Quadruped robot developers like Boston Dynamics have taken great pains to develop systems capable of traversing all manner of terrain. For the right price, you can pick up a robotic dog that can take a kick, get back up and get back on its way.
A team comprised of researchers at Carnegie Mellon and UC Berkeley have developed their own system for teaching these sorts of robots to make their way over tough ground. The list includes stairs, curbs and uneven and slippery terrain.
Rather than relying on the more standardized method of using cameras to map the world in front of them, the team trained the roots using simulators: four thousand virtual clones were sent on their way across all manner of different terrain.
The researchers say the method allowed them to effectively reproduce six years of walking experience in a single 24-hour period.

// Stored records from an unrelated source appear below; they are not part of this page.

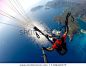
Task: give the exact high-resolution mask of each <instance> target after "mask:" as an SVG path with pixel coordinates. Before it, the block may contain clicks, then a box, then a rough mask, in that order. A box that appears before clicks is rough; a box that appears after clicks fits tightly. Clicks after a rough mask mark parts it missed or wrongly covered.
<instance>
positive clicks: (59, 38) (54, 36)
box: [52, 30, 63, 40]
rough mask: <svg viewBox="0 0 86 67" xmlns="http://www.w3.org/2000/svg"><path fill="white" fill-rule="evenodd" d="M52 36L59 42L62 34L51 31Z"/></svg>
mask: <svg viewBox="0 0 86 67" xmlns="http://www.w3.org/2000/svg"><path fill="white" fill-rule="evenodd" d="M52 34H53V36H54V37H56V38H57V39H58V40H61V39H62V36H63V34H62V32H61V31H57V30H53V31H52Z"/></svg>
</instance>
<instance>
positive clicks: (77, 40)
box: [0, 7, 86, 63]
mask: <svg viewBox="0 0 86 67" xmlns="http://www.w3.org/2000/svg"><path fill="white" fill-rule="evenodd" d="M67 8H68V7H59V8H50V9H45V7H43V8H41V9H38V10H36V11H34V12H31V11H30V10H28V15H29V17H30V19H31V20H34V21H38V22H42V23H44V24H46V26H47V27H48V28H49V29H51V30H53V29H56V30H59V29H60V28H61V27H62V26H63V25H58V23H57V22H55V21H54V17H55V16H59V15H61V14H62V13H63V10H65V9H67ZM75 19H76V20H77V21H78V22H79V29H80V30H81V29H84V30H86V22H84V21H83V20H81V19H80V18H75ZM21 29H22V28H15V27H12V26H7V25H6V26H5V27H4V28H3V30H2V31H1V33H0V36H1V37H0V44H2V45H0V63H44V59H43V57H41V56H42V50H41V47H42V46H43V45H42V46H41V45H40V44H36V43H35V44H34V43H33V42H34V41H32V40H31V38H29V37H27V36H26V35H20V30H21ZM80 33H81V34H82V35H83V37H81V36H80V35H79V34H75V35H74V38H73V40H72V41H71V42H69V37H68V36H67V37H66V43H67V50H68V52H67V53H66V54H65V55H64V56H61V55H59V54H58V53H57V52H56V50H54V51H53V52H48V51H45V53H46V55H47V59H48V62H49V63H86V34H84V33H82V32H80ZM2 35H3V36H2ZM49 44H50V43H49ZM45 47H47V46H45Z"/></svg>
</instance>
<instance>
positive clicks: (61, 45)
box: [55, 37, 67, 55]
mask: <svg viewBox="0 0 86 67" xmlns="http://www.w3.org/2000/svg"><path fill="white" fill-rule="evenodd" d="M55 44H56V46H57V47H58V48H56V51H57V52H58V53H59V54H61V55H64V54H66V53H67V48H66V43H64V38H63V37H62V44H61V45H59V44H58V43H57V42H55Z"/></svg>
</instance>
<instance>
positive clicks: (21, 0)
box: [0, 0, 52, 28]
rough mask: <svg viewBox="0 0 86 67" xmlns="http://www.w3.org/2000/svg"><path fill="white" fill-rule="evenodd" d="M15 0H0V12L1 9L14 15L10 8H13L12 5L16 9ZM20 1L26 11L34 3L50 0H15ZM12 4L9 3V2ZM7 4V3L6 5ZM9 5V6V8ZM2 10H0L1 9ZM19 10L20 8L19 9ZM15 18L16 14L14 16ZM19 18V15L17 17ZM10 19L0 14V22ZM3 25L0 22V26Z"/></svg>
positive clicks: (7, 20) (22, 5)
mask: <svg viewBox="0 0 86 67" xmlns="http://www.w3.org/2000/svg"><path fill="white" fill-rule="evenodd" d="M14 1H16V0H0V13H1V12H2V11H4V12H6V13H8V14H10V15H12V16H14V17H15V15H16V13H15V12H14V11H13V10H12V9H14V8H13V5H14V6H15V7H16V8H17V9H18V7H17V6H16V4H15V2H14ZM17 1H19V2H20V4H21V5H22V6H23V8H24V10H25V11H26V10H27V9H28V8H29V7H30V6H32V5H34V4H36V3H40V4H42V3H45V2H48V1H52V0H17ZM10 2H11V3H12V4H13V5H12V4H11V3H10ZM6 4H7V5H6ZM9 7H10V8H9ZM1 10H2V11H1ZM19 11H20V10H19ZM16 18H17V16H16ZM18 18H19V17H18ZM9 21H10V19H9V18H7V17H5V16H2V15H0V22H4V23H7V22H9ZM3 26H4V25H3V24H0V28H2V27H3Z"/></svg>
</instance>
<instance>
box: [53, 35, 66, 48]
mask: <svg viewBox="0 0 86 67" xmlns="http://www.w3.org/2000/svg"><path fill="white" fill-rule="evenodd" d="M62 37H63V38H64V43H65V40H66V36H65V35H63V36H62ZM56 42H57V43H58V44H59V45H61V44H62V40H56ZM55 48H58V47H57V46H56V43H54V45H53V47H52V49H55Z"/></svg>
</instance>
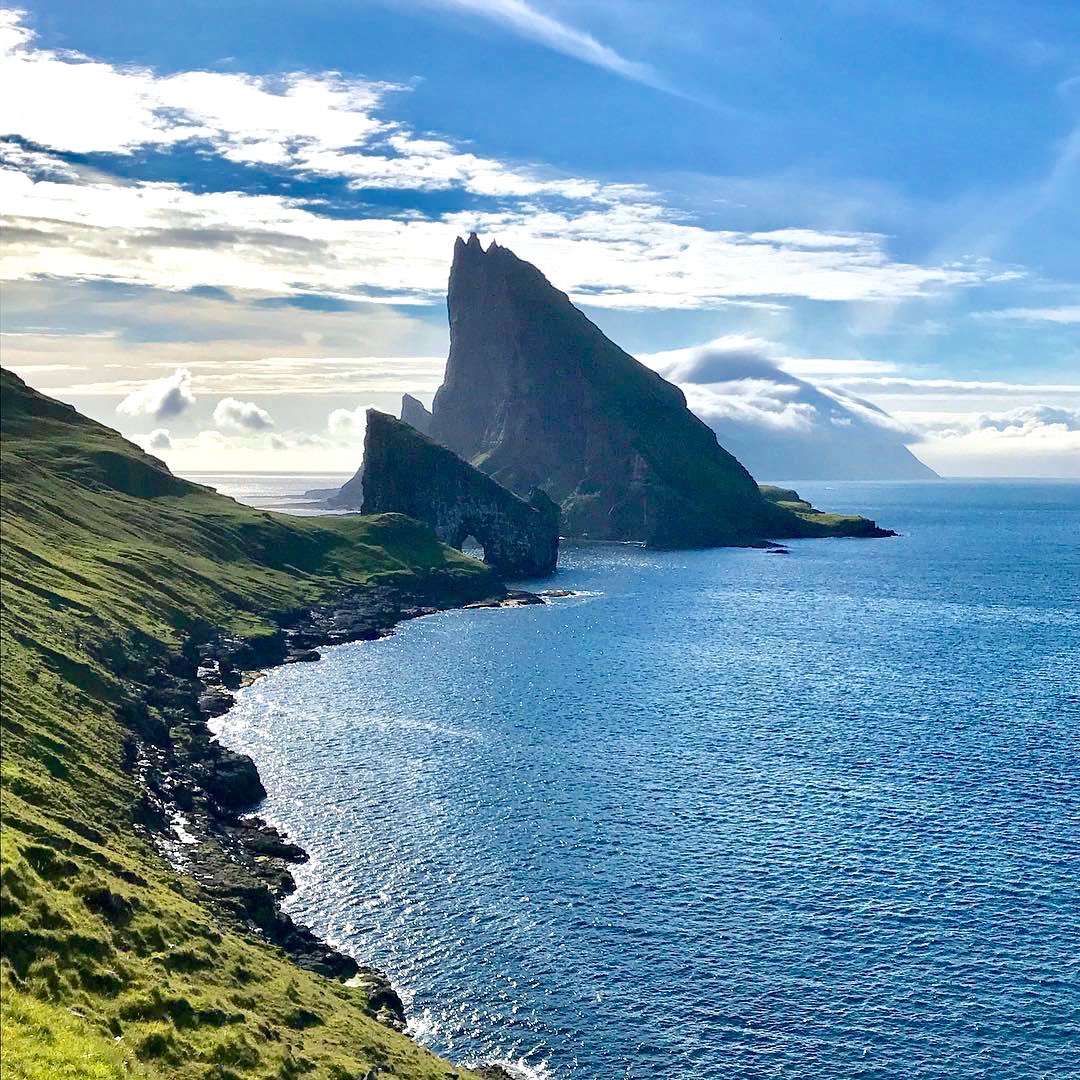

The data collected in the simulations was then fed into a neural network and loaded on the robot. With the on-board learning, the system can react to its environment in real time and adjust its legs accordingly. The team claims that the system can bring down the cost of robots substantially.
“This system uses vision and feedback from the body directly as input to output commands to the robot’s motors,” researcher Ananye Agarwal said in a post tied to the research. “This technique allows the system to be very robust in the real world. If it slips on stairs, it can recover. It can go into unknown environments and adapt.”
Assistant professor Deepak Pathak says the system works in similar ways to real animals like cats. “Four-legged animals have a memory that enables their hind legs to track the front legs. Our system works in a similar fashion.”
In additional to being able to climb stairs nearly its own height, the system is also able to operate in the dark, though the vision system is still required for improved performance.